In 1999, the United Nations General Assembly declared 4–10 October as World Space Week. Pakistan is endeavoring to enter into the realm of Space Science & Technology and related applications. In past couple of decades IST has seen considerable advances in this field. The success of any space program relies greatly on public understanding and support. The IST in collaboration with the Space & Upper Atmosphere Research Commission National Space Agency (SUPARCO) is communicating the benefits of Space Technology to the public on a regular basis. The institute has pioneered the observation of the International World Space Week in Pakistan. Walks, lectures and seminars are arranged in schools and colleges of the Twin-City area by students of IST. The week culminates with a full day variety show at the Institute that includes space quiz, poster competitions, space cinema and a musical concert.
- IST Culture Fest
IST Culture fest is one of its kind two days event held at IST in June 2022. The event consisted of series of fun-filled and interesting events including Concert, Mushaira, Dramy-Bazian and Voice Alpha.

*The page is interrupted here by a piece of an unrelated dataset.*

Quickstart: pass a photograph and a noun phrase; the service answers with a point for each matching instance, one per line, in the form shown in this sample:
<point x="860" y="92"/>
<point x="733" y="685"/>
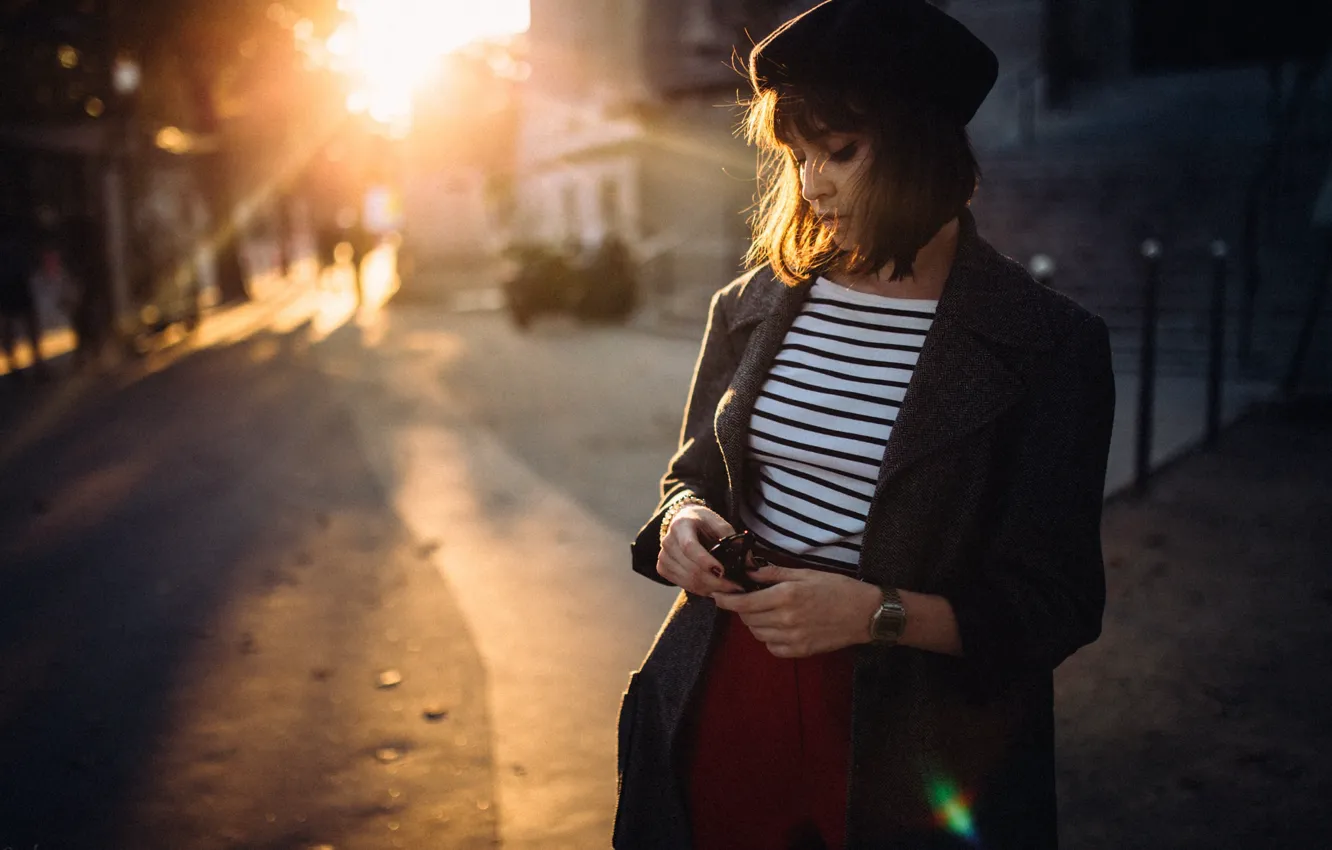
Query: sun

==ICUBE - IST CubeSat Program==

===ICube-1===
Institute of Space Technology on 21 November 2013, launched Pakistan's first Cubesat satellite, ICUBE-1, onboard Dnepr launch vehicle from Yasny launch base, Russia. Its transmitted signal can be heard on VHF band. It has a mass of 1.1 kg & has a volume of 10 cm cube, it houses several sensors to collect data for scientific purposes. ICUBE-1 is a fully autonomous satellite and is capable of maintaining its health via its on-board computer. ICUBE-1 will open up a wide range of future experiments that can be carried on Cubesat in the domain of imaging, microgravity, biology, nanotechnology, space dynamics, chemistry, space physics and various other fields.
===ICube-Q===
IST in coordination with SUPARCO developed a cube satellite for the observation of the Moon, which was launched on 3 May 2024 on China's Long March 5 Y8 rocket from Wenchang Space Launch Site. The mission objectives included obtaining detailed images of the lunar surface and conducting intelligent on-orbit data processing of images, obtaining lunar magnetic field data and establish lunar magnetic field model and verifying new technologies such as nanosatellite-level deep space lunar-ground communications and low-cost deep space exploration based on micro-nano satellites.